You Need to Focus on Automation and Efficiency
One of the biggest advantages of ephemeral environments is that they enable not only superior efficiency for team members, but an ability to further leverage automation tools as well.
With an ephemeral environment, every feature branch can be worked on in isolation. That means one part of the team won’t impact what other areas are doing. Any changes that are all will have no impact on that which is being developed elsewhere.
Then, when the time comes, everything can be merged together in a way that allows testing for the entire product. Automated testing can occur in a full-stack and dynamic staging environment, giving you a real-time look into what is going on and what issues can be mitigated while they’re still in their nascent stages. This is a great way to grow more efficient when developing major releases in particular.
There is a Need to Embrace Modern Technology and Tools
Many large DevOps teams in particular often spend countless hours writing the custom scripts they need to manage the development pipeline. While this was a necessary evil in the past, there is officially a better way.
With modern technology and tools like ephemeral environments, all of those time-consuming tasks can be largely automated in a way that guarantees consistent, predictable results. That frees up the valuable time of developers so that they can focus on matters that truly need their attention, like writing code. This also brings with it the added benefit of keeping costs down. These are the types of things that virtually all DevOps teams could take full advantage of and if these have historically been pain points in your own processes, ephemeral environments are a way to solve them sooner rather than later.
Your Team is Willing to Embrace Change
Another clear indicator that ephemeral environments are right for your DevOps team has to do with them having shown a historical willingness to embrace change at all.
The difference between a good software developer and a great one is that the latter is always looking for ways to improve. They’re always willing to change if it means improving the quality of their own output. They’re not afraid of it – they’re yearning for it because they know what it means in the grand scheme of things. If that describes your DevOps team members, ephemeral environments are absolutely something you want to explore.
You Need a Better Way to Measure Success
Keep in mind that in most situations, traditional testing environments are simply a replica of whatever version of the product is in production at the moment. When you’re dealing with an inherently complex architecture, this makes it virtually impossible to test efficiently as production rolls along.
With ephemeral environments, however, things change. They can be custom-built for precise code changes in a way that allows testing to be continuous.
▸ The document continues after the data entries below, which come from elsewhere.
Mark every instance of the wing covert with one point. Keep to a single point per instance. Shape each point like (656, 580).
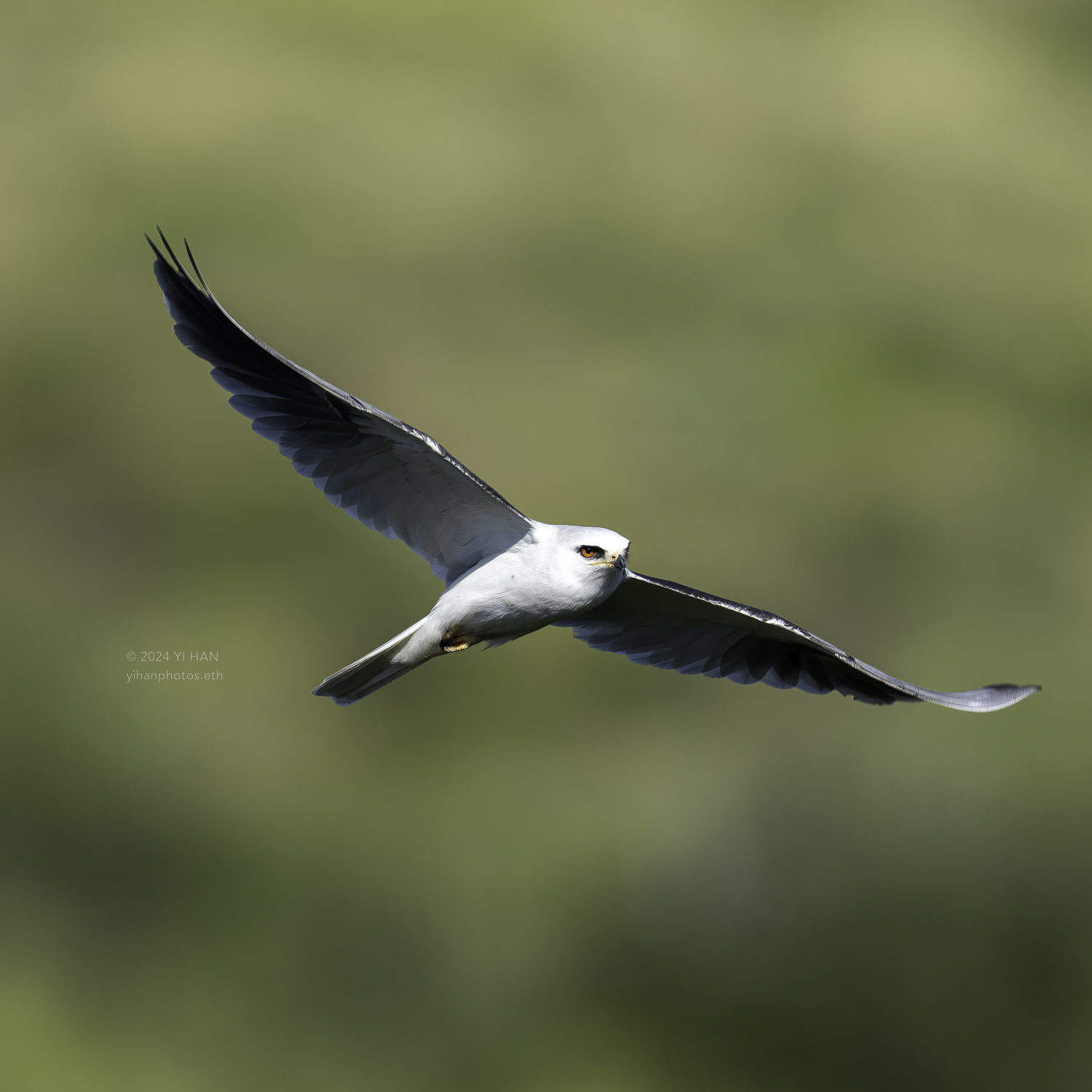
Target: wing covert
(392, 478)
(678, 628)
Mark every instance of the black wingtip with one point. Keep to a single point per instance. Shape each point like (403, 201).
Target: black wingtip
(194, 262)
(174, 257)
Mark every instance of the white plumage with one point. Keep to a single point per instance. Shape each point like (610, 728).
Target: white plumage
(506, 574)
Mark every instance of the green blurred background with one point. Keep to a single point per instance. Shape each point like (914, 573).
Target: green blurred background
(795, 295)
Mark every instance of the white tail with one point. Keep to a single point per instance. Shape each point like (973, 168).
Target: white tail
(371, 673)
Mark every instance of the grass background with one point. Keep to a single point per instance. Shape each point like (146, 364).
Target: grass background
(794, 295)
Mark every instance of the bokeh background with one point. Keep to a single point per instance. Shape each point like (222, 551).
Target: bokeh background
(795, 295)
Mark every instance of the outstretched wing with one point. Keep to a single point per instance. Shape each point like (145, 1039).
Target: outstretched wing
(666, 625)
(390, 476)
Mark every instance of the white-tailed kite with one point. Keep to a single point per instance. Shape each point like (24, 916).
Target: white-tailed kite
(506, 574)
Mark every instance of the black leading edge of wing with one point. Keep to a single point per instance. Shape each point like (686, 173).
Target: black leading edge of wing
(390, 476)
(666, 625)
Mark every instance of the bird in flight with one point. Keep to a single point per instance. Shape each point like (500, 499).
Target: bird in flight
(506, 574)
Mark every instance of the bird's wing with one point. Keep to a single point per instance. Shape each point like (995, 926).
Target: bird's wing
(666, 625)
(390, 476)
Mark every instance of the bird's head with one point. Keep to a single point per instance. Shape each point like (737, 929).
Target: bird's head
(596, 552)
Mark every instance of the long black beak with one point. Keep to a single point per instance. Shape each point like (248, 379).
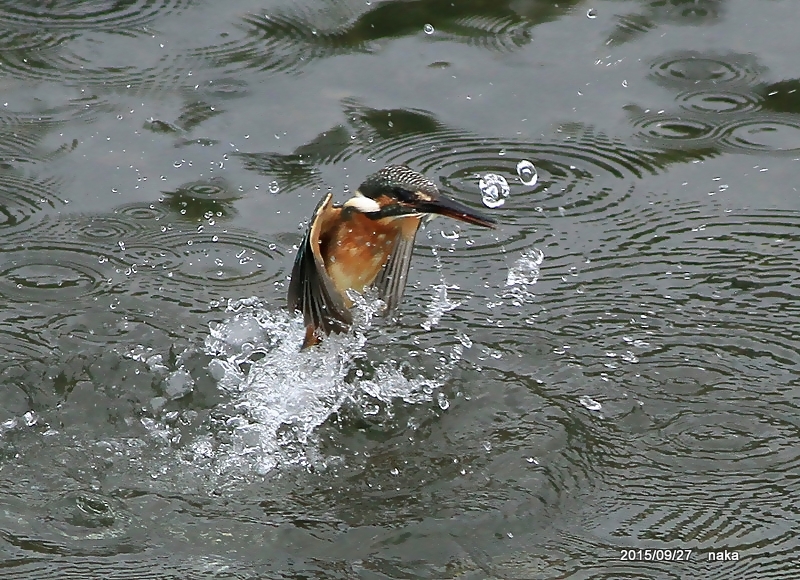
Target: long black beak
(451, 208)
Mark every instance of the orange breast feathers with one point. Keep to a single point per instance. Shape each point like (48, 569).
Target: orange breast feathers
(356, 248)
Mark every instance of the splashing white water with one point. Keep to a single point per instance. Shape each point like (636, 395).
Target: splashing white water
(279, 395)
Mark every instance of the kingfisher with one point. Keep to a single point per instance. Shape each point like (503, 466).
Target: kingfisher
(365, 243)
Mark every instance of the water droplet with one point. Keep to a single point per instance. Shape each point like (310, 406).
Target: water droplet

This is a far better way to measure not only how far you’ve come, but how far you still have left to go. It’s a key part of speeding up the release cycle and if this sounds like exactly the type of thing that your team could benefit from, ephemeral environments are the way to achieve it.
As stated, something like ephemeral environments are certainly not right for every team – but if you have some or even all the indicators outlined above, the chances are high that they are an excellent idea for your specific situation. Not only will this lead to the smoothest and most effective DevOps environment as possible, but it also brings with it the most important advantage of all: increased productivity and a vastly higher chance of success along the way.